A LOT OF WIGGLING ABOUT
Naturally we didn’t want to stay in the campsite as we had all the things we generally needed and the only thing the campsite actually offers is a porta loo. Not the most comprehensively equipped site in the world and definitely not worth the 10 francs per night for the 2 of us.
We climbed almost straight away but the day and night of driving had taken its toll and we didn’t climb long. It was long enough to do a 7a traverse, cleverly named “Traversatta” it was my first 7a of the forest and on my second go. We went and looked at the Bruno blocks lack of holds and poor friction then cruised back to the van for some dinner and some much needed sleep.
MAGIC WOODS VALLEY
After my first encounter with the forest I was sure I would like it a lot, it really is quite magical and even though it’s the middle of summer once you are under the cover of the trees the air has a distinct chill to it. The reason for this is the freezing air that jets up from holes in the ground and from around the bigger boulders and the fact that you are at around 3000m above sea level. In fact the town up the road is the highest altitude town in main land Europe.
That evening at about 9:00pm there was a loud knock on the door of the van and the owner of the campsite was standing there asking for us to pay for the night in the campsite! “Err we’re not in the campsite” I said, but apparently the campsite own the car park as well. Not impressed but also not knowing where else we could park we decided to pay and find somewhere else in the morning. We woke up the next day and went up the road to find somewhere to park, fortunately there is a large layby at the side of the road near the second bridge to the climbing so we parked up and went climbing.
THE BRIDGE CROSSING
Over the next 3 days I managed a few problems that I was quite pleased with (tick list below for anyone who cares).
La Traversatta 7a
Bosna Genial 7a
Bosna Royal 7a
Dropzone 7a
Enterprise 7a
Hagletrauma 7b
Fetterfisch 7b
Jamesbong 7b
Just as I was getting into the swing of things and wanting to get on something harder more local irritation struck. Once again an angry local came knocking on the door telling us we can’t park in the valley except at the campsite and the police would be there within the hour. It’s like the Magic Woods Mafia! The campsite is frankly rubbish and to be forced to pay almost £7 a night for it is not on. That night we paid once again for the camping but planned to find somewhere else again the next day, even if it was a little way away it would still be cheaper. The next day we woke up to rain, the clouds had been sitting in the valley for a couple of days threateningly and they had finally delivered. Everything was soaked so we went up to the Edelweis (guest house) for some internet and a shower. We checked the weather and the next 5 days were forecast rain one day of sun then more rain. We finished using the internet and all freshly clean we hit the road for Chironico.
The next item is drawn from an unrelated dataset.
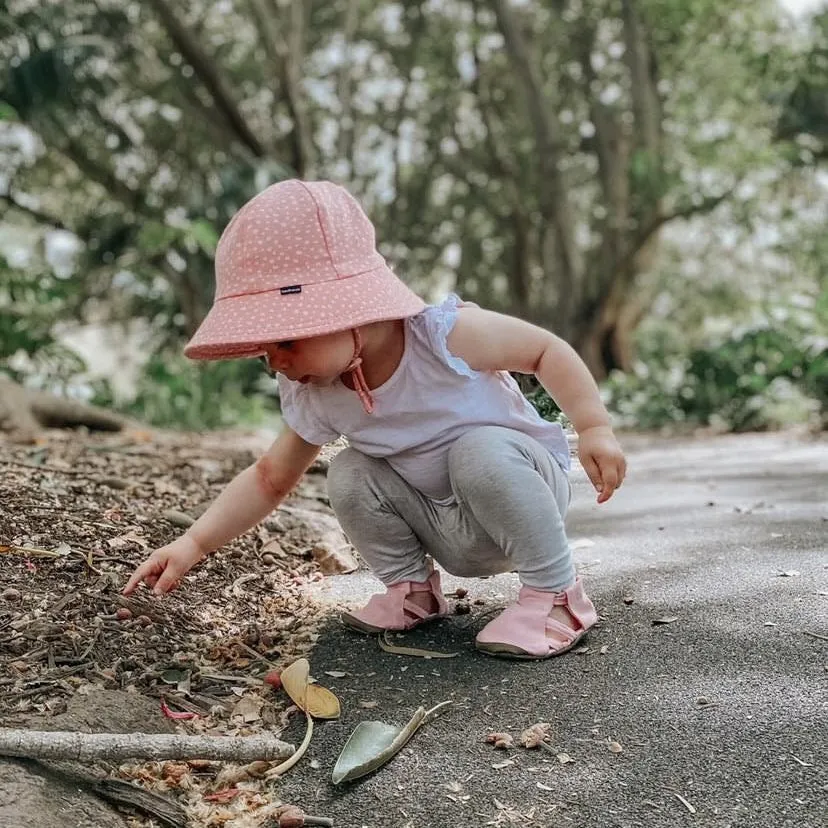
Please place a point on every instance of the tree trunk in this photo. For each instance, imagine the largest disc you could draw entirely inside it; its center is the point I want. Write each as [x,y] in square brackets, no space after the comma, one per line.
[115,747]
[207,72]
It’s only 50 miles from Magic but it’s a bit lower and although the heat might be a problem at times the forecast was good and that meant climbing rather than sitting in the van wishing the rain would stop.
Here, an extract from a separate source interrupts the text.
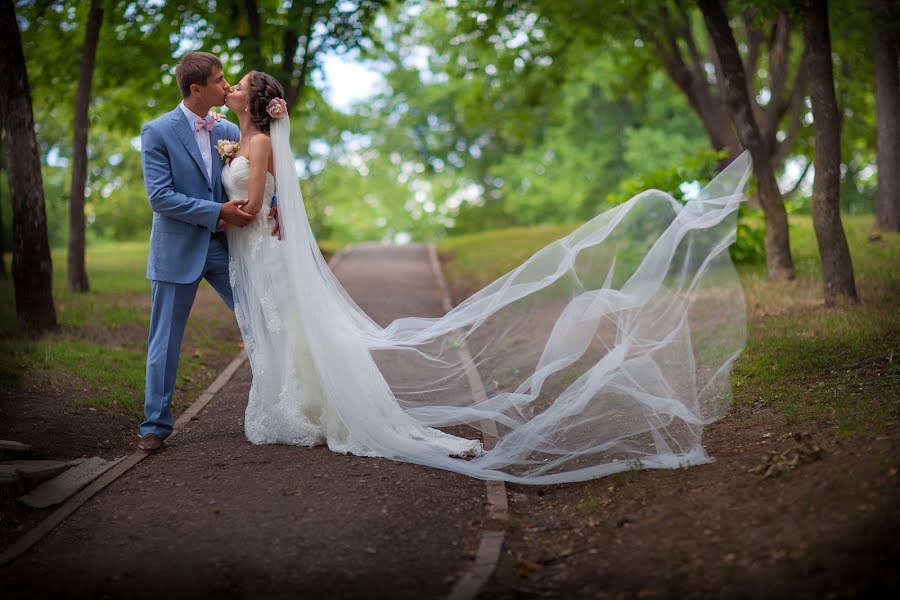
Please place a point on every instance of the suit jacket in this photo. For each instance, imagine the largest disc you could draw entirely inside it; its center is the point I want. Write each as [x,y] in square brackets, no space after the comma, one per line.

We got to the parking area at Chironico after a couple of chapters of Harry Potter (we’ve got the audio books read by Stephen Fry and are currently living our lives in chapter size chunks of time) and went to find some rock.
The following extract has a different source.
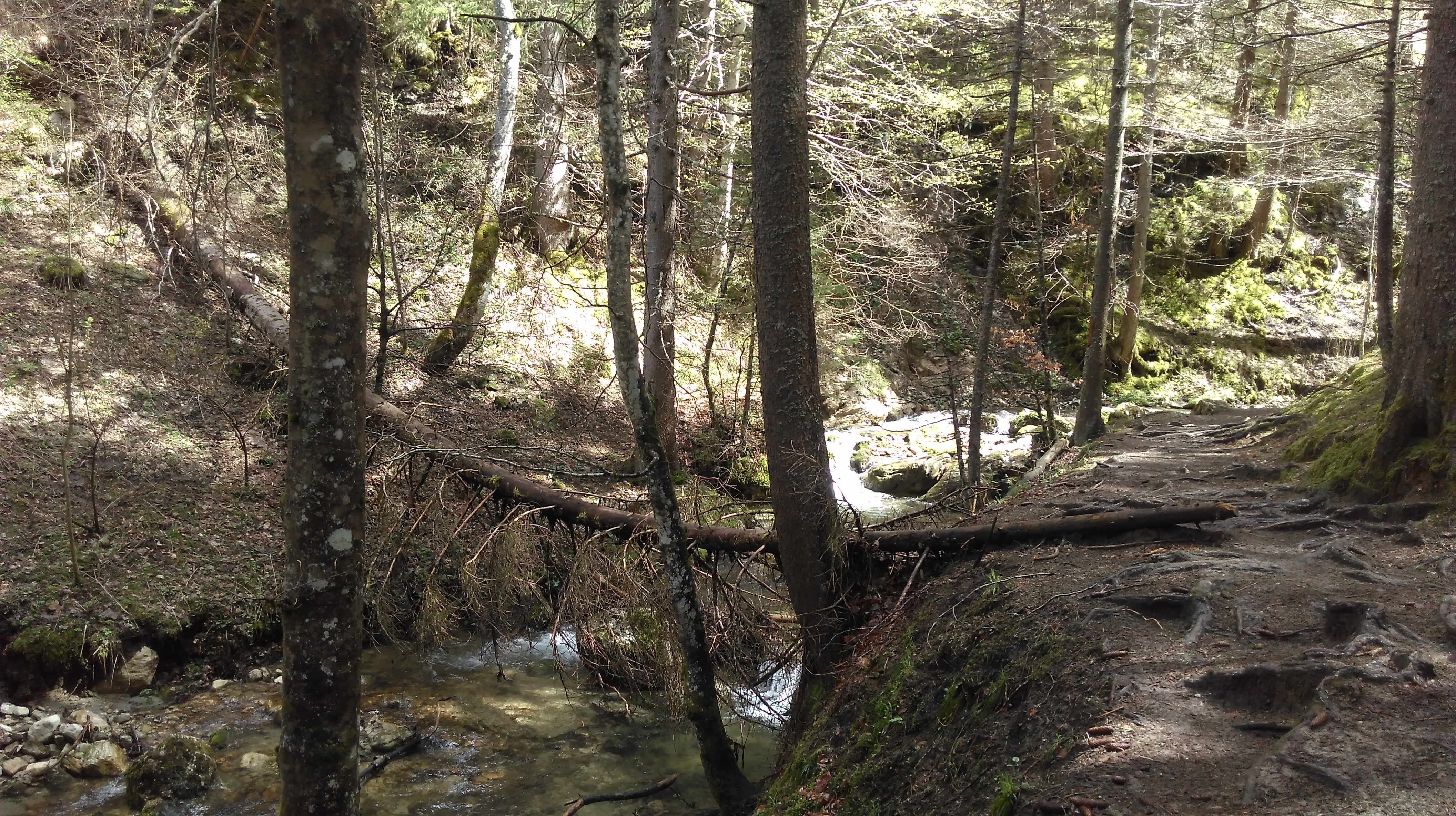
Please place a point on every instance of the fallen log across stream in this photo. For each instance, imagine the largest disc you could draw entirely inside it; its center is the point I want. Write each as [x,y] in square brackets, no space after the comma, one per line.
[161,203]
So far we’ve been largely unsuccessful at this new destination however we’ve been working things that are right at our limits. Leah has been trying an 8a that she’s very close to and I’ve been working a problem called Doctor Pinch, a savage 8a+ that at the moment only has one move on it that is out of my grasp. I’m not sure if I’ll be able to do it but it would mean that I had surpassed my expectations for the trip with a few months still to go! My goal was one 8a route and one 8a boulder problem, thus far I’ve got two 8a routes and a potential 8a+ boulder problem, very exciting!